You may know me as a guy who drops movie scoops, but to be a good reporter these days, you have to straddle the worlds of both film and television, since the talent pool is now one and the same. With that in mind, I was talking to a buddy who works in television and I asked him, ‘what’s the funniest idea you’ve read lately?’ He said, ‘I read a script about a guy who works as a clean urine dealer and has an anger management problem, and it was pretty damn funny.’ I asked him what it was called, and here’s the kicker — it’s called PISSED, which, of course, makes sense in more ways than one.
Once I had the title and premise, it was easy to find out a little bit more about this project, which could prove to be liquid gold for whatever network decides to make Pissed their, um, number one priority.

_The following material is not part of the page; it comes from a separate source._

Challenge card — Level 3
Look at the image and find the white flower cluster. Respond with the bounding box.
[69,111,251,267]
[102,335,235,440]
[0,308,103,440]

It turns out that Pissed is a half-hour, single camera comedy from writers Adam Rose and Scott Shapiro. The project is actually set up over at Warner Horizon with Tory Tunnell and Joby Harold producing for Safehouse Pictures, whose Matt Schwartz will oversee development. Safehouse has an overall deal with Warner Bros. TV, but the script has already begun to circulate among network executives who like their comedies a little edgy.
The writers are represented by Evan Corday and Stan Spry at The Cartel, which has done a good job drumming up interest in this unique project. The premise may gross some people out, but the truth is that more and more companies are giving their employees drug tests, and as recreational marijuana use becomes legal in more states, there’s a growing need for clean urine, which can be hard to come by. This has become a real business for those with strong stomachs, and I imagine the job comes with its own peculiar perks, not to mention messy drawbacks.
Shapiro’s TV credits include Necessary Roughness and NCIS: New Orleans, while Rose is an actor (Santa Clarita Diet, Supernatural) who also writes and directs, having won several festival awards for his acclaimed short film Queen starring Ryan Eggold.